Well, I am feeling particularly atheist today, so i wanted to give an argument to any theists (christians) who always say,
“Albert Einstein believed in God. Do you think you’re more clever than him?”
Hmmm..“Albert Einstein believed in God. Do you think you’re more clever than him?”
Einstein did once comment that “God does not play dice [with the universe].” This quotation is commonly mentioned to show that Einstein believed in the Christian God. Used this way, it is out of context; it refers to Einstein’s refusal to accept some aspects of the most popular interpretations of quantum theory. Furthermore, Einstein’s religious background was Jewish rather than Christian.
A better quotation showing what Einstein thought about God is the following:
I believe in Spinoza’s God who reveals himself in the orderly harmony of what exists, not in a God who concerns himself with fates and actions of human beings.

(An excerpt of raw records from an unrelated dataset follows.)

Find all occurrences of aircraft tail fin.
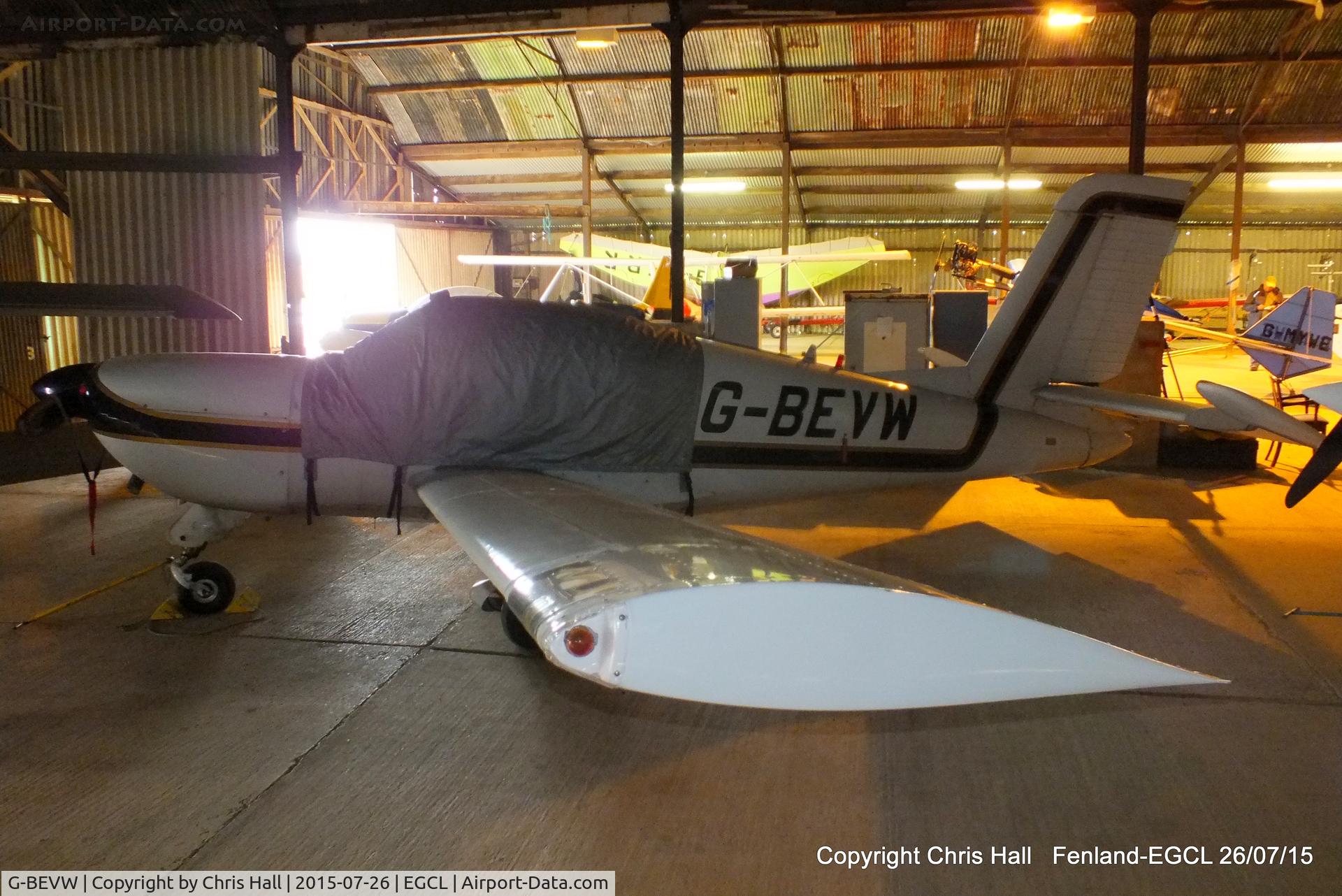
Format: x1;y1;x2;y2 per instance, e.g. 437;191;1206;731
643;259;671;311
1243;286;1338;380
965;174;1189;407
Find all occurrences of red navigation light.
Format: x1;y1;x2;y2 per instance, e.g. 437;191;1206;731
563;625;596;656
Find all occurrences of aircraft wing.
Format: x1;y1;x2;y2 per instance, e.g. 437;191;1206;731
1155;314;1318;362
456;250;913;270
0;282;242;321
456;255;662;268
413;470;1216;709
760;305;848;321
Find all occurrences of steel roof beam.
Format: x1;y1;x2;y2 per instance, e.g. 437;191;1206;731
403;124;1342;161
368;51;1342;96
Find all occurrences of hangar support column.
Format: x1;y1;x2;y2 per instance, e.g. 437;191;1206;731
1225;138;1244;333
267;41;306;354
1127;1;1161;174
582;145;592;305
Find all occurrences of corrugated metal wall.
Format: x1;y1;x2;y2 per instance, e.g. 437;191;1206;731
29;203;79;370
396;224;494;305
266;212;289;353
57;44;271;359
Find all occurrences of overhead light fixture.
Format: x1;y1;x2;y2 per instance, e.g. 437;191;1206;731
573;28;620;50
664;181;746;193
1044;3;1095;31
955;177;1044;191
1267;174;1342;191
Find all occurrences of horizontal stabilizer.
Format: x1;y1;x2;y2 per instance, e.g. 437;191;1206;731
1034;381;1322;448
1034;384;1247;432
0;282;242;321
416;470;1218;709
1197;380;1323;448
1304;382;1342;413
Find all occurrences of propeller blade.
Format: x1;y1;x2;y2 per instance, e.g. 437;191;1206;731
1285;423;1342;507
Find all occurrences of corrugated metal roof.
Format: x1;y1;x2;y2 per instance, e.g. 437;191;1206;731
333;7;1342;220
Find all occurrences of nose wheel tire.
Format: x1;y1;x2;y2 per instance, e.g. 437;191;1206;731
177;561;238;616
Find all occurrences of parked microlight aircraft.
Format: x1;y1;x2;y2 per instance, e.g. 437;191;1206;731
1153;286;1338;380
24;174;1329;709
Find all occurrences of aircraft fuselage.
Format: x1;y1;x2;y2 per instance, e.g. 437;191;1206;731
47;335;1127;516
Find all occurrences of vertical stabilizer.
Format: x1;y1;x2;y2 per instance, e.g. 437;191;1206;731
1241;286;1338;380
966;174;1189;405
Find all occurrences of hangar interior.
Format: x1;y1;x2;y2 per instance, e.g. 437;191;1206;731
0;0;1342;893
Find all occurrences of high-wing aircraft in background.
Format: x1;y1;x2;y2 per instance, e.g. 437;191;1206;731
24;174;1336;709
560;233;911;306
458;233;913;318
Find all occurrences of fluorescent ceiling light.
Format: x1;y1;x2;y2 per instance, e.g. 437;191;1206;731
1267;174;1342;191
573;28;620;50
1044;4;1095;31
664;181;746;193
955;177;1044;191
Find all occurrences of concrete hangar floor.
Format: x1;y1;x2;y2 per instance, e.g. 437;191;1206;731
0;361;1342;895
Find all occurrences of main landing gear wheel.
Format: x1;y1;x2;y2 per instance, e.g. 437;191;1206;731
177;561;238;616
499;602;541;653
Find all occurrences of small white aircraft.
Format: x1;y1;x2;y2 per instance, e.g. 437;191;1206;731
458;233;913;319
24;174;1332;709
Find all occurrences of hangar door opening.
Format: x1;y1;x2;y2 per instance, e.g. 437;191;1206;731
298;216;401;356
295;215;494;354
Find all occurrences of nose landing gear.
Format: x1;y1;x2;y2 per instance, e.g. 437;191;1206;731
168;505;250;616
171;559;238;616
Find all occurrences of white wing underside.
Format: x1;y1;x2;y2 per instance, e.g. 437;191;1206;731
414;471;1216;709
456;250;913;270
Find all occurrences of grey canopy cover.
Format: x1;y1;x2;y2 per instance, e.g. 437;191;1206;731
302;294;703;472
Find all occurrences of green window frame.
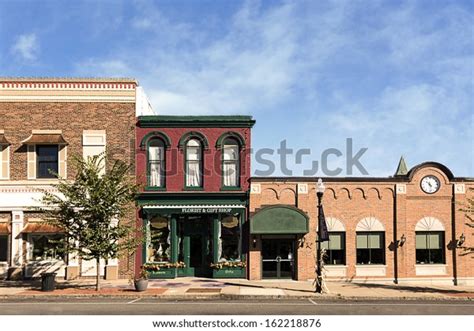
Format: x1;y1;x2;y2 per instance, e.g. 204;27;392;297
146;138;166;190
221;137;242;190
184;137;204;190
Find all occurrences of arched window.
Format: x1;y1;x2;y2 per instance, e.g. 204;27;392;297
222;138;240;187
356;217;385;264
148;139;165;187
321;217;346;265
185;138;202;187
415;217;445;264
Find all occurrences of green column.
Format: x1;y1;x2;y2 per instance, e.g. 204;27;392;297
212;214;221;263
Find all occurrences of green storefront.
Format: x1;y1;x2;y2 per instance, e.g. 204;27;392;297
138;192;248;278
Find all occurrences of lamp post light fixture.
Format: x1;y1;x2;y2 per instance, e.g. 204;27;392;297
316;178;329;293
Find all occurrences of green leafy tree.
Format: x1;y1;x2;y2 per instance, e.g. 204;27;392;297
460;188;474;254
39;153;140;291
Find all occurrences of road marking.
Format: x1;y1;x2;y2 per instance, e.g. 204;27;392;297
308;298;318;306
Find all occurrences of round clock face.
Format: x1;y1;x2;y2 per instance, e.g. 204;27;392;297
421;176;440;194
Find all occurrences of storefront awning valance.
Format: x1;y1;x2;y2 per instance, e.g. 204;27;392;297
22;133;67;145
0;223;12;234
21;223;64;233
250;205;309;234
0;133;10;145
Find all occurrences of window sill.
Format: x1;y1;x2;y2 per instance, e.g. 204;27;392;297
183;187;204;191
221;186;242;191
145;186;166;191
415;263;448;276
356;264;387;276
324;264;347;277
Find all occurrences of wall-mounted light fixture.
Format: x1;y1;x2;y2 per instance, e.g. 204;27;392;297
397;234;407;247
298;236;305;247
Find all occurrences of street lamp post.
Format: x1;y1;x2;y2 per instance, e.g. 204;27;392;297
316;178;328;293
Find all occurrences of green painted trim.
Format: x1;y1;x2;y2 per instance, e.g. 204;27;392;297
178;131;209;149
250;205;309;234
221;186;242;191
216;131;245;149
140;131;171;150
183;186;204;191
138;115;255;128
137;191;249;207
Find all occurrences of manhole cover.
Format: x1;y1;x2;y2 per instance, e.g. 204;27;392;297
186;288;221;293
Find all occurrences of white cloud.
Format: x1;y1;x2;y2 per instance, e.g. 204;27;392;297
11;33;39;61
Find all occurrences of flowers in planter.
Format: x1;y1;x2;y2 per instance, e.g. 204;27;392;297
211;261;247;269
143;261;186;271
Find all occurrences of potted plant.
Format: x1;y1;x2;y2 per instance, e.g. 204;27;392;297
133;266;148;292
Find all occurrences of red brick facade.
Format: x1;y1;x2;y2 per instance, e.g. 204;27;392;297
249;163;474;284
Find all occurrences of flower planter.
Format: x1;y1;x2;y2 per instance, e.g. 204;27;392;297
212;268;245;278
134;279;148;292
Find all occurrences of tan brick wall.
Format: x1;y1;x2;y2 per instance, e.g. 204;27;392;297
249;167;474;280
0;102;135;275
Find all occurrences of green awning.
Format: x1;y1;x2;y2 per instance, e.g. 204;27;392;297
250;205;309;234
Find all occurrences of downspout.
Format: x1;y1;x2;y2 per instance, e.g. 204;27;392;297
451;185;458;286
393;186;398;284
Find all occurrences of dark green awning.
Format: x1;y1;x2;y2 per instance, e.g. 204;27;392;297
250;205;309;234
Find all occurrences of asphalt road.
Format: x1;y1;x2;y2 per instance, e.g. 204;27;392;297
0;298;474;315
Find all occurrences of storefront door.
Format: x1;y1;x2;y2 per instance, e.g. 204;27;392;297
262;239;295;279
178;215;212;277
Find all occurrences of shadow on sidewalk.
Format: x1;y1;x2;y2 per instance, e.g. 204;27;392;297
348;283;472;294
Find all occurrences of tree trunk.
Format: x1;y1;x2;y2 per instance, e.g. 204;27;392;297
95;259;100;291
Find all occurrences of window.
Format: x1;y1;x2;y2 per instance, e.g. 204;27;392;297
146;216;171;262
222;138;240;187
0;236;8;262
416;231;444;264
218;214;241;262
82;130;106;175
356;232;385;264
321;232;346;265
148;139;165;187
36;145;59;178
0;142;10;179
185;139;202;187
30;234;65;261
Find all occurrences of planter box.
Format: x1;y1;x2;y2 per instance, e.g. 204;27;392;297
212;268;245;278
148;268;176;279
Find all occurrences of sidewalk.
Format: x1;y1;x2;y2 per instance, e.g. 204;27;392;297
0;278;474;300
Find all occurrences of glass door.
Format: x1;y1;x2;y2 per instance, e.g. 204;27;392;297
262;239;294;279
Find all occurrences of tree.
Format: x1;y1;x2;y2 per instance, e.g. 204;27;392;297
40;153;139;291
460;188;474;255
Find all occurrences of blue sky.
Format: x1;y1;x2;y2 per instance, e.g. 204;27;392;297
0;0;474;176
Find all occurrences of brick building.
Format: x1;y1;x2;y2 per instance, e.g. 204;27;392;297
0;78;152;279
248;160;474;284
136;116;255;278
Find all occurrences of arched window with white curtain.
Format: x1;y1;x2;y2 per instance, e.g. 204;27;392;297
356;217;385;264
222;138;240;187
415;217;445;264
185;139;202;187
148;139;165;187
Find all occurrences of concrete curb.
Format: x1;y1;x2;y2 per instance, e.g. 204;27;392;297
0;294;474;302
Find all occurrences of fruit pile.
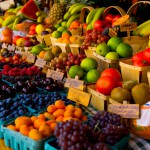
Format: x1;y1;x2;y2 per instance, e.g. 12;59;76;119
54;120;109;150
1;65;41;76
90;111;129;145
0;98;28;121
16;92;73;111
96;36;133;60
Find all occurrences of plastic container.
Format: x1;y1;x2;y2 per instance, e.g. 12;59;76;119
2;122;53;150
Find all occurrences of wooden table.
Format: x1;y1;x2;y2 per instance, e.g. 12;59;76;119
0;139;12;150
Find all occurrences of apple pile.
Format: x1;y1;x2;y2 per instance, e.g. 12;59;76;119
95;68;122;96
1;65;41;76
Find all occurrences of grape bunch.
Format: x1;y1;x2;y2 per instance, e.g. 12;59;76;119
54;120;108;150
90;111;129;145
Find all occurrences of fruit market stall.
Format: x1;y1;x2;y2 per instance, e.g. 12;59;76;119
0;0;150;150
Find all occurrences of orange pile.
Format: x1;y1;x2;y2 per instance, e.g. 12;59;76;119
7;100;87;140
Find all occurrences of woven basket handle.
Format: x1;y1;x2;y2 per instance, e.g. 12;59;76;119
127;1;150;16
102;6;126;20
80;6;94;23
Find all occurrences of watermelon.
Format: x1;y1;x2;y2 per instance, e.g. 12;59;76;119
20;0;40;20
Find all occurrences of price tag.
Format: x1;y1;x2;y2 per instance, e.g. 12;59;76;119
108;28;117;37
65;78;84;90
46;69;64;80
24;53;35;63
108;104;140;119
2;43;7;48
35;58;46;68
67;87;91;107
120;22;137;32
7;45;15;51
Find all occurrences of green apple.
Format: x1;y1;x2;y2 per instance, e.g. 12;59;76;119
105;52;119;60
96;42;110;57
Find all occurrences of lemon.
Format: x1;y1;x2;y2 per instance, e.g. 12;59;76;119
35;24;45;35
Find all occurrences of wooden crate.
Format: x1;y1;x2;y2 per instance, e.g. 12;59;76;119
87;85;109;110
93;52;127;71
119;59;150;83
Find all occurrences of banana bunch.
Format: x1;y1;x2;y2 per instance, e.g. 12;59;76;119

Einstein recognized Quantum Theory as the best scientific model for the physical data available. He did not accept claims that the theory was complete, or that probability and randomness were an essential part of nature. He believed that a better, more complete theory would be found, which would have no need for statistical interpretations or randomness.
So far no such better theory has been found, and much evidence suggests that it never will be.
A longer quote from Einstein appears in Science, Philosophy, and Religion, A Symposium, published by the Conference on Science, Philosophy and Religion in Their Relation to the Democratic Way of Life, Inc., New York, 1941. In it he says:
The more a man is imbued with the ordered regularity of all events the firmer becomes his conviction that there is no room left by the side of this ordered regularity for causes of a different nature. For him neither the rule of human nor the rule of divine will exists as an independent cause of natural events. To be sure, the doctrine of a personal God interfering with natural events could never be refuted[italics his], in the real sense, by science, for this doctrine can always take refuge in those domains in which scientific knowledge has not yet been able to set foot.
But I am convinced that such behavior on the part of representatives of religion would not only be unworthy but also fatal. For a doctrine which is to maintain itself not in clear light but only in the dark, will of necessity lose its effect on mankind, with incalculable harm to human progress. In their struggle for the ethical good, teachers of religion must have the stature to give up the doctrine of a personal God, that is, give up that source of fear and hope which in the past placed such vast power in the hands of priests. In their labors they will have to avail themselves of those forces which are capable of cultivating the Good, the True, and the Beautiful in humanity itself. This is, to be sure, a more difficult but an incomparably more worthy task…
Einstein has also said:
It was, of course, a lie what you read about my religious convictions, a lie which is being systematically repeated. I do not believe in a personal God and I have never denied this but have expressed it clearly. If something is in me which can be called religious then it is the unbounded admiration for the structure of the world so far as our science can reveal it.
The above quote is from a letter Einstein wrote in English, dated 24 March 1954. It is included in a biography about Albert, edited by Helen Dukas and Banesh Hoffman, and published by Princeton University Press. Also from the same book:
I do not believe in immortality of the individual, and I consider ethics to be an exclusively human concern with no superhuman authority behind it.